I am curious to see how many people here incubate eggs and what kind of incubators you are using. I myself LOVE to incubate and I prefer to use either my HovaBator 1588 with the IncuTurn tray or my IncuView all in one. With both of these incubators I average around a 85%-90% hatch rate.

What about you?


----------



## chickenqueen (Jan 9, 2016)

When I do incubate I have an old styrofoam bator and egg turner.My hatch rate varies due to my inability to candle an egg and 1 over-worked rooster.The next time I want chicks,I'm going to order them because I want a few new breeds.


----------



## seminole wind (Aug 22, 2015)

If I want to hatch I do incubate because my flock has Marek's virus. I have to vaccinate and quarantine.
I had the pro-eco something that did everything but make coffee. That thing was great. Played a little tune while turning the eggs. I had to sell it because I don't hatch enough to keep it. I still Have my Hova 1588 (?) that has temp control and humidistat.


----------



## Maryellen (Jan 21, 2015)

I use broody hens and my incuview incubator. My incubator has a problem with humidity and I'm always fighting it. It's a royal.pain.
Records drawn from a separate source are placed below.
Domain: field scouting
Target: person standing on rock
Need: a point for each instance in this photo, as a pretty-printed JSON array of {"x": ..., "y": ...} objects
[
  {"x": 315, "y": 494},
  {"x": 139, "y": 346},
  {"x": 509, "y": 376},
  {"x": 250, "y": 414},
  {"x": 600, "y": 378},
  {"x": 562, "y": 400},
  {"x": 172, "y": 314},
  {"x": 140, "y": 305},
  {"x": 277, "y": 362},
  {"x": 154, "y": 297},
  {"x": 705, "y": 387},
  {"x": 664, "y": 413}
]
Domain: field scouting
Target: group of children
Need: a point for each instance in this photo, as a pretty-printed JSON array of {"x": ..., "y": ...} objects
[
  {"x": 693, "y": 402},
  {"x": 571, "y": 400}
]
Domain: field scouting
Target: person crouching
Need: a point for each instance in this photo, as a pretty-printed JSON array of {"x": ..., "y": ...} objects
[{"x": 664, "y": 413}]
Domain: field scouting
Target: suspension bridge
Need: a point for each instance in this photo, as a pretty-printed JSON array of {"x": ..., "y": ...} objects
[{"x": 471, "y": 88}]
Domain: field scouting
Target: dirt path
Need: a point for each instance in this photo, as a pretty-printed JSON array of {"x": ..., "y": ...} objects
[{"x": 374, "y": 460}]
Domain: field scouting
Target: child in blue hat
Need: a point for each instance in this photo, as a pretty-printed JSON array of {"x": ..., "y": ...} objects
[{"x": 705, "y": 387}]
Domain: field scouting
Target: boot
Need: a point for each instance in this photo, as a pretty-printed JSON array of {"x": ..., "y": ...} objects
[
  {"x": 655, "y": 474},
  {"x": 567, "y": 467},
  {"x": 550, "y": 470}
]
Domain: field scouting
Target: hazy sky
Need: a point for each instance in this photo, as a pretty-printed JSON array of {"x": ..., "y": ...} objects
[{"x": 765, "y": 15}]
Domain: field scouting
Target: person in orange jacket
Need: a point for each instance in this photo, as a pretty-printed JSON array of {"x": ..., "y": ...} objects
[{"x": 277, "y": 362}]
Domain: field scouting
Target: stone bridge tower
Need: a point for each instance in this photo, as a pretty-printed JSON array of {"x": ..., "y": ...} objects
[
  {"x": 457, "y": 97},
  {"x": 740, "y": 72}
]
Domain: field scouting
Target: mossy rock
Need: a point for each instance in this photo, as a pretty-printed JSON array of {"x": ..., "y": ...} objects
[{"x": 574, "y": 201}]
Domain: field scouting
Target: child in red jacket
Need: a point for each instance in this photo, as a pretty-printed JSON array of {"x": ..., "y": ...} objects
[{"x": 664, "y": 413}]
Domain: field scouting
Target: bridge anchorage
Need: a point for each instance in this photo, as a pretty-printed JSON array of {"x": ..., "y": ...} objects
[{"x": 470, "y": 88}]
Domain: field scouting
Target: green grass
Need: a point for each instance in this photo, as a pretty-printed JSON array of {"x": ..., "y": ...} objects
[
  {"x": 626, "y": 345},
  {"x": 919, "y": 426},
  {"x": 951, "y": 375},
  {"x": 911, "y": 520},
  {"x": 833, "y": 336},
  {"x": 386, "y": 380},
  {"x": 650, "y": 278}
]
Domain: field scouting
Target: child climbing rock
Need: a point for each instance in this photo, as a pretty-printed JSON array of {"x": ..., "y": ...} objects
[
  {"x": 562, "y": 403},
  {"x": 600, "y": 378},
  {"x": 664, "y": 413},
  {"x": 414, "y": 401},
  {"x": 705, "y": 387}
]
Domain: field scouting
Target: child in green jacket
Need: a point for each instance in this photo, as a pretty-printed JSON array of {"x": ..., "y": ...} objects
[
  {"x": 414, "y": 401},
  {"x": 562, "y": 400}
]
I'm going to get a new one but not sure if I'm going to get another incuview or not. I love how you can see the chicks hatch. Not loving that I have to add another humidity thermometer to see what the humidity is.


----------



## MikeA_15 (Feb 21, 2016)

I have allowed hens to hatch chicks as well as using an incubator. I preferred fan assisted types over others. I remember first using a heat pad with a glass tray, and wetted towels underneath a tray of eggs. I kept a thermometer in the tray with a plastic cap which had some perforated holes to prevent too much condensation. It required lots of attention, but eventually had chicks. I saw incubators advance in the 80's and they are very advanced now. These days it is much less labor for me to order chicks from a reputable hatchery or breeder. If anyone is interested in genetics when it comes to breeding, there is a book called Genetics of the Fowl by F.B. Hutt. It may not be easy to find, but is worth having in the home library compared to much of the garbage literature aimed at backyard flock owners today.


----------



## Maryellen (Jan 21, 2015)

Thank you, I found the book on amazon


----------



## MikeA_15 (Feb 21, 2016)

Maryellen said:


> Thank you, I found the book on amazon


You are welcome. I'm glad it was an easy find. Lots of folks new to breeding often don't realize feeding layer rations may help in the quality of eggs produced, but will not offer enough nutrients for a developing embryo. That is why we supplement. B12, pantothenic acid, certain amino acids, etc. are often lacking in feed rations. So by adding a good quality vitamin-mineral-probiotic supplement to water during breeding season will aid the health of the brood stock and help with stronger chick development in the egg. Feeding Poultry by G.F. Heuser is also a wealth of basic info regarding nutrition for chickens. There are many good poultry scientists who have produced literature based on trials over the years. They are the ones to read up on rather than cute books designed to appeal to new poultrymen/women.


----------



## IncubatorWarehouse (Nov 28, 2016)

Maryellen said:


> I use broody hens and my incuview incubator. My incubator has a problem with humidity and I'm always fighting it. It's a royal.pain. I'm going to get a new one but not sure if I'm going to get another incuview or not. I love how you can see the chicks hatch. Not loving that I have to add another humidity thermometer to see what the humidity is.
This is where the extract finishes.